# Fireveg DB imports -- import entries from manual curation

Author: [José R. Ferrer-Paris](https://github.com/jrfep) and Renee Woodward

Date: July 2024, updated 19 August 2024

This Jupyter Notebook includes [Python](https://www.python.org) code to populate fire ecology traits for plants in the Fireveg database.

This code show how to read a spreadsheet with records created or edited manually from one of our contributors.

**Please note:**
<div class="alert alert-warning">
    This repository contains code that is intended for internal project management and is documented for the sake of reproducibility.<br/>
    🛂 Only users contributing directly to the project have access to the credentials for data download/upload. 
</div>

## Set-up
### Load modules

In [5]:
import openpyxl
from pathlib import Path
import os, sys
from datetime import datetime
from configparser import ConfigParser
import psycopg2
from psycopg2.extras import DictCursor
from psycopg2.extensions import AsIs
import pandas as pd
import numpy as np

# Pyprojroot for easier handling of working directory
import pyprojroot

### Define paths for input and output

Define project directory using the `pyprojroot` functions, and add this to the execution path.

In [6]:
repodir = pyprojroot.find_root(pyprojroot.has_dir(".git"))
sys.path.append(str(repodir))

Path to the folder with the form for input of records:

In [7]:
inputdir = repodir / "data" / "input-form"

In [10]:
os.listdir(inputdir)

['Species traits_Blue table_RFW_ 20220505.xlsx',
 'fireveg-trait-input-model.xlsx']

### Load own functions
Load functions from `lib` folder, we will use a function to read db credentials and one for executing insert/update queries in the database.

In [16]:
from lib.parseparams import read_dbparams
from lib.firevegdb import dbquery, batch_upsert


### Database credentials

🤫 We use a folder named "secrets" to keep the credentials for connection to different services (database credentials, API keys, etc).
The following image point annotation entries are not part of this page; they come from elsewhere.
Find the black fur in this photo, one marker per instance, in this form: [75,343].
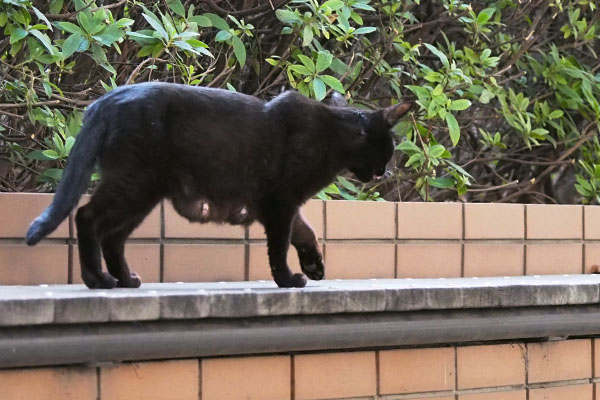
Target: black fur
[218,156]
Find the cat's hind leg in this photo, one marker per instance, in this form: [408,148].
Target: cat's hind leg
[305,241]
[105,223]
[278,225]
[89,251]
[113,250]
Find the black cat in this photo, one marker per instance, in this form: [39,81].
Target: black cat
[218,156]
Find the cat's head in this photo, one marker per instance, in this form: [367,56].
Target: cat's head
[370,139]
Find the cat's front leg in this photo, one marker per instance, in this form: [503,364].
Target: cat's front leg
[278,226]
[305,241]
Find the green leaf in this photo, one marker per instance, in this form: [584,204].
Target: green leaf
[307,36]
[459,105]
[217,21]
[71,45]
[17,34]
[364,30]
[50,154]
[56,6]
[324,59]
[287,16]
[239,49]
[45,40]
[458,167]
[307,62]
[319,89]
[421,92]
[223,36]
[69,142]
[69,27]
[453,127]
[201,20]
[333,4]
[177,7]
[556,114]
[438,53]
[338,66]
[437,151]
[157,26]
[42,17]
[442,183]
[301,69]
[333,83]
[408,147]
[84,21]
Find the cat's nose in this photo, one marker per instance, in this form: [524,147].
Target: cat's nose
[382,174]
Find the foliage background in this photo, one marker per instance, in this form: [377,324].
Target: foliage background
[507,91]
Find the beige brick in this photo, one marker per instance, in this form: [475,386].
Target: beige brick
[512,395]
[312,212]
[141,258]
[260,378]
[576,392]
[494,221]
[416,370]
[592,222]
[561,360]
[71,383]
[335,375]
[20,209]
[429,260]
[361,220]
[177,226]
[203,262]
[429,220]
[359,261]
[493,260]
[550,221]
[507,361]
[173,380]
[24,265]
[592,258]
[259,262]
[434,396]
[149,228]
[554,259]
[596,358]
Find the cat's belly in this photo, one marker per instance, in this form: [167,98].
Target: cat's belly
[202,210]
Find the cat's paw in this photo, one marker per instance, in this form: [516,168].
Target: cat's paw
[134,281]
[104,281]
[311,262]
[296,280]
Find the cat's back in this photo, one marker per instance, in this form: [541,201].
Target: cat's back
[164,94]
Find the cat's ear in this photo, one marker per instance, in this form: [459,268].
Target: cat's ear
[338,100]
[393,113]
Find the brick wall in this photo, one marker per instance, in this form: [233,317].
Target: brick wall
[556,370]
[361,240]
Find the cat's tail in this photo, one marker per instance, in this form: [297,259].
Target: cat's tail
[75,179]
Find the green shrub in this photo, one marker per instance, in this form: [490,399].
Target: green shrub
[507,92]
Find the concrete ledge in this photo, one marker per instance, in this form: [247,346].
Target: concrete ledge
[75,304]
[67,324]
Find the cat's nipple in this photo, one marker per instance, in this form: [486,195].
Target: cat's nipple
[204,211]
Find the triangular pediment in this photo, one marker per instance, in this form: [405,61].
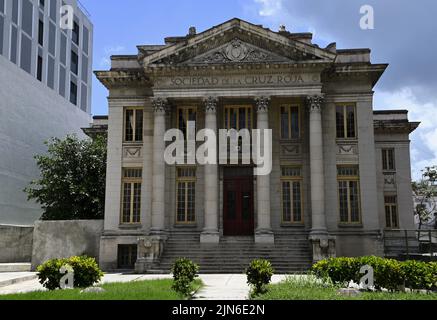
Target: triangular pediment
[237,42]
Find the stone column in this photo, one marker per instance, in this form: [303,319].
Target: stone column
[158,179]
[210,232]
[319,234]
[263,233]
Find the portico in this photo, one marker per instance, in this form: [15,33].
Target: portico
[317,102]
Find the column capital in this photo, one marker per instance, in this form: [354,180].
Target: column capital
[211,104]
[315,103]
[159,105]
[262,104]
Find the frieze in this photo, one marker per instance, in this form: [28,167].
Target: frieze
[260,80]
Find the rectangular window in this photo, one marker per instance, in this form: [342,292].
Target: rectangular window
[52,38]
[292,204]
[186,195]
[131,198]
[85,40]
[53,9]
[75,33]
[290,122]
[133,128]
[39,69]
[349,194]
[26,53]
[83,97]
[346,121]
[73,93]
[15,11]
[2,23]
[51,72]
[238,117]
[391,212]
[63,53]
[14,44]
[27,17]
[388,160]
[127,256]
[62,79]
[186,114]
[84,68]
[41,33]
[74,63]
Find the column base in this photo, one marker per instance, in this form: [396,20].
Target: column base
[210,237]
[323,246]
[264,237]
[150,250]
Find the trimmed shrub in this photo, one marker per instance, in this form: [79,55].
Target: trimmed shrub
[184,273]
[86,272]
[259,274]
[388,273]
[420,275]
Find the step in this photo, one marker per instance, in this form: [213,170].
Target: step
[11,278]
[15,267]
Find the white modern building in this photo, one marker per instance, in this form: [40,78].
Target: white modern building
[45,91]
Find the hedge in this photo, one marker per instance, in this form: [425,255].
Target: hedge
[388,273]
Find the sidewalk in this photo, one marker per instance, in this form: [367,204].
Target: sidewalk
[227,287]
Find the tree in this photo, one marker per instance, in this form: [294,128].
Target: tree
[72,180]
[425,192]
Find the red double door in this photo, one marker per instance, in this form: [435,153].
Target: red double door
[238,205]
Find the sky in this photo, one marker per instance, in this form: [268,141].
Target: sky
[404,35]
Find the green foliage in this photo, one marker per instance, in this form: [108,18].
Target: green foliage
[72,179]
[388,273]
[259,274]
[86,272]
[420,275]
[184,273]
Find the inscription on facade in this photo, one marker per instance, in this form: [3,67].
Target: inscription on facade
[238,80]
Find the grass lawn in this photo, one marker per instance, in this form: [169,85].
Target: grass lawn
[308,288]
[139,290]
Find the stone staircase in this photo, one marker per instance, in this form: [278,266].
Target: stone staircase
[290,253]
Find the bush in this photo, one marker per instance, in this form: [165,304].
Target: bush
[184,273]
[86,272]
[420,275]
[259,274]
[388,274]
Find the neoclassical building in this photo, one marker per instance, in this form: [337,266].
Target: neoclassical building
[340,170]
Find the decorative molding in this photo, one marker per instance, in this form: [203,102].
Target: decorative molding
[211,104]
[390,180]
[262,104]
[237,51]
[290,150]
[160,105]
[132,152]
[315,103]
[347,149]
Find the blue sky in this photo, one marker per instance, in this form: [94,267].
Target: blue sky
[404,36]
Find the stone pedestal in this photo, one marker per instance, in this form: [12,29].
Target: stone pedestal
[150,250]
[210,232]
[323,247]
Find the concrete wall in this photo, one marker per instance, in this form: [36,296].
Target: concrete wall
[15,244]
[30,113]
[63,239]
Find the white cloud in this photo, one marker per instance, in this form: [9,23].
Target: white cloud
[424,140]
[105,61]
[269,7]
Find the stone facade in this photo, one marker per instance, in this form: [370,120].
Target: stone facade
[261,75]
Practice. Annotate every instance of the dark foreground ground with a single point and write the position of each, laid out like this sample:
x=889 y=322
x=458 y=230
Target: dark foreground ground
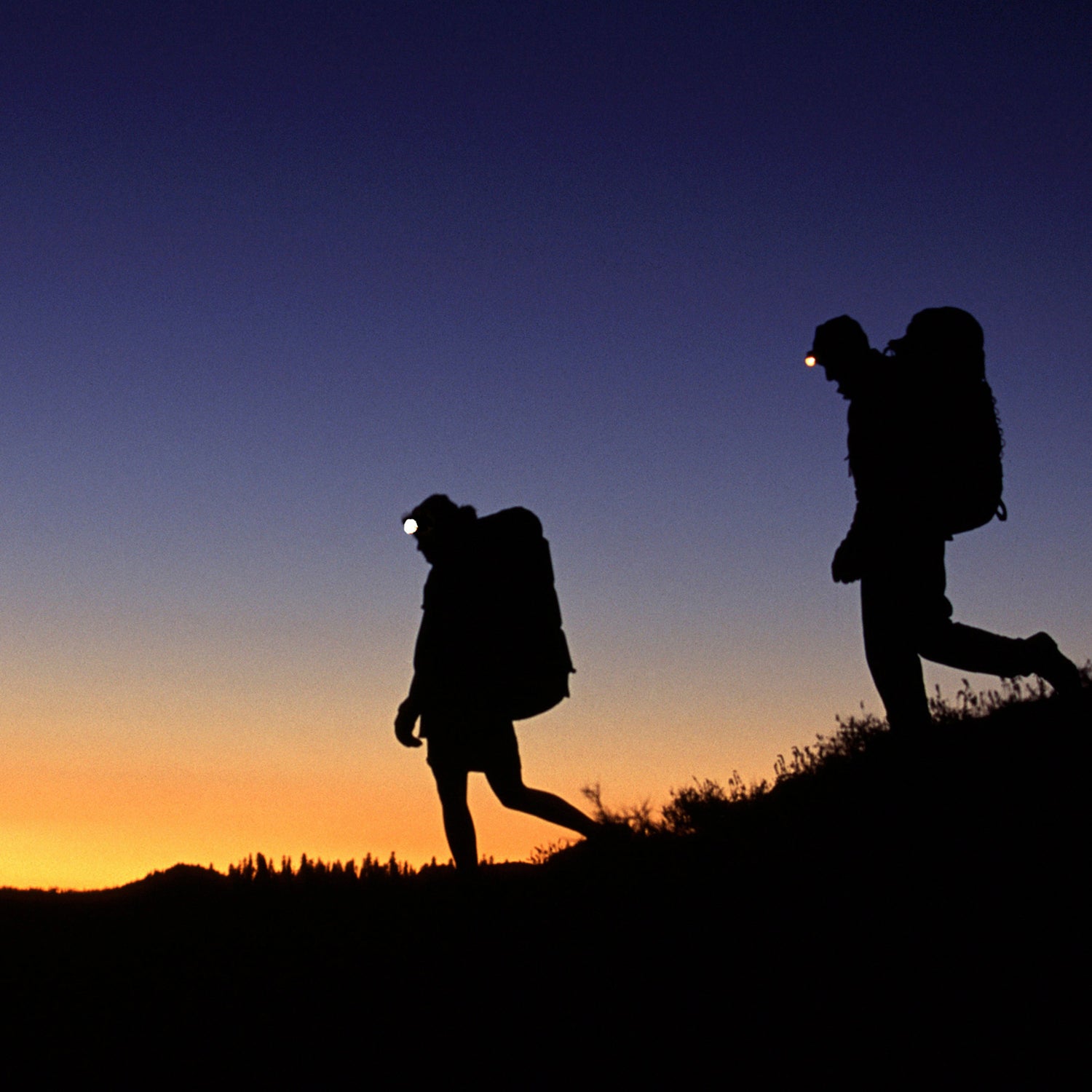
x=897 y=913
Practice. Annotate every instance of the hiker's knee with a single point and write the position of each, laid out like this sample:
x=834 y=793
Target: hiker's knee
x=509 y=790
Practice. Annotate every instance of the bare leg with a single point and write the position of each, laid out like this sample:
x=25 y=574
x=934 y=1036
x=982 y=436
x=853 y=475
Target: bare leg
x=458 y=823
x=511 y=792
x=890 y=649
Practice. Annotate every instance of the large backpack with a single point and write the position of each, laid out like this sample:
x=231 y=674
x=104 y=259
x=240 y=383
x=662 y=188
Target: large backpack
x=526 y=657
x=958 y=436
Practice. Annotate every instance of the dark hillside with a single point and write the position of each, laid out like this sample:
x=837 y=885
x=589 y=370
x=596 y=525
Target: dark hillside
x=888 y=908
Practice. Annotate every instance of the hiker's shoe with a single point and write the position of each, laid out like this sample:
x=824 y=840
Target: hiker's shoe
x=1046 y=661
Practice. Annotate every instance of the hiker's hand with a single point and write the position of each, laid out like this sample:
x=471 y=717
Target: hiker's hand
x=845 y=568
x=404 y=724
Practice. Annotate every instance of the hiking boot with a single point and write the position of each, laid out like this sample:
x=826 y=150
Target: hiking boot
x=1046 y=661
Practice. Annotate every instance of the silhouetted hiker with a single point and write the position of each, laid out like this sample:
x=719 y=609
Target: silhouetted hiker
x=489 y=650
x=925 y=459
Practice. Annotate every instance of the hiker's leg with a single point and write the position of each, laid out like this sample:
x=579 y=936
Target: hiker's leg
x=507 y=782
x=458 y=823
x=893 y=655
x=974 y=650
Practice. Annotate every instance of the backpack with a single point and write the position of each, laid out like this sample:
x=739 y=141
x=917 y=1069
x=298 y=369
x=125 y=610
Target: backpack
x=958 y=436
x=526 y=652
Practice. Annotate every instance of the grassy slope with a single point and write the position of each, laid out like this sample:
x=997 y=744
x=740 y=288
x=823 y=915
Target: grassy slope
x=897 y=903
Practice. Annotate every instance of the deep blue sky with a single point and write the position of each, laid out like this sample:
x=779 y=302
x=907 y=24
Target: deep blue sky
x=277 y=271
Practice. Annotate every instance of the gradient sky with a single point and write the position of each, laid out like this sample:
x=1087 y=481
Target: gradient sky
x=274 y=272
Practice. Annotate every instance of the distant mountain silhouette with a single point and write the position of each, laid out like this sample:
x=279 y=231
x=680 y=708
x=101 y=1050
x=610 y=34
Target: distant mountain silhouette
x=888 y=909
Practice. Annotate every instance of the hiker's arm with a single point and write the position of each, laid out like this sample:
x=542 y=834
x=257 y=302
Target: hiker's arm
x=406 y=721
x=847 y=566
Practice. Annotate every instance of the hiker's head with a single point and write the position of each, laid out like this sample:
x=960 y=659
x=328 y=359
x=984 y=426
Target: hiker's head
x=841 y=349
x=436 y=524
x=943 y=342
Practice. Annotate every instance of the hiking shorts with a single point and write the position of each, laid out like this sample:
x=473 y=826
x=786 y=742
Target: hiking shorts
x=471 y=742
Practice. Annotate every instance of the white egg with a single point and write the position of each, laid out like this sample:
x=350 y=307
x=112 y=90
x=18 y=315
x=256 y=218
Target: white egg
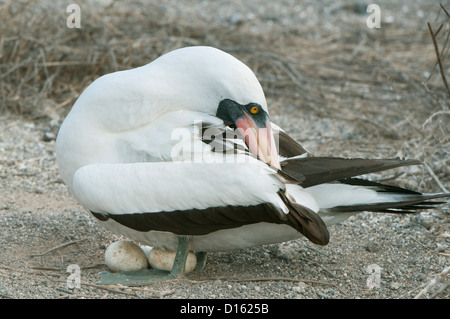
x=125 y=256
x=163 y=259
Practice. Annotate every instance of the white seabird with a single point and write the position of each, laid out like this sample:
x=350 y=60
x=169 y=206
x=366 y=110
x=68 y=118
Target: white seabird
x=180 y=154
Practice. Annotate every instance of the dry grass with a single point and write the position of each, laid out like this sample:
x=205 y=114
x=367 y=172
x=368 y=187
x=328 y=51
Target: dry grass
x=384 y=84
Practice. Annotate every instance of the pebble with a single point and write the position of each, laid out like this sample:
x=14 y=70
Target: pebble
x=125 y=256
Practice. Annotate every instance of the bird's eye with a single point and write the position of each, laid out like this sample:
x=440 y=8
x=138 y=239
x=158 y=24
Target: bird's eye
x=254 y=110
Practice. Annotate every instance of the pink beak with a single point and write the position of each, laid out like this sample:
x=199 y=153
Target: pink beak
x=259 y=140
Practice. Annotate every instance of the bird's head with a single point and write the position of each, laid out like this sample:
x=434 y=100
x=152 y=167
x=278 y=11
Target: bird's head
x=253 y=124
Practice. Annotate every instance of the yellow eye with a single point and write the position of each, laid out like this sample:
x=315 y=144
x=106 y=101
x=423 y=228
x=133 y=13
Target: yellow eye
x=254 y=110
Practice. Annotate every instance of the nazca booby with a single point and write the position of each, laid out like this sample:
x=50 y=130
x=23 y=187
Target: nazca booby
x=180 y=154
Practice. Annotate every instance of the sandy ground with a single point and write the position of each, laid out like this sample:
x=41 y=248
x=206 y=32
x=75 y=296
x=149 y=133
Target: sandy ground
x=43 y=230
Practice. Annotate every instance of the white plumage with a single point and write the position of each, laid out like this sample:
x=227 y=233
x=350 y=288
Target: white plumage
x=133 y=144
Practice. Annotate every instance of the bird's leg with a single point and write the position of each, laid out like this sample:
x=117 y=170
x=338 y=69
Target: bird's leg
x=184 y=244
x=148 y=276
x=201 y=261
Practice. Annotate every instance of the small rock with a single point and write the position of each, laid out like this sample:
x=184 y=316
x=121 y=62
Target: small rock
x=125 y=256
x=372 y=247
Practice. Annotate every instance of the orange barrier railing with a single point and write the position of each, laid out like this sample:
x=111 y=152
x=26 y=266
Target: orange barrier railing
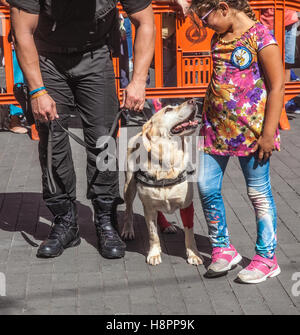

This checked this folder in our `.gitignore` so that its content are not tracked by git and not exposed. Future users need to copy the contents of this folder manually.

We read database credentials stored in a `database.ini` file using our own `read_dbparams` function.

In [9]:
dbparams = read_dbparams(repodir / 'secrets' / 'database.ini', 
                         section='fireveg-db-v1.1')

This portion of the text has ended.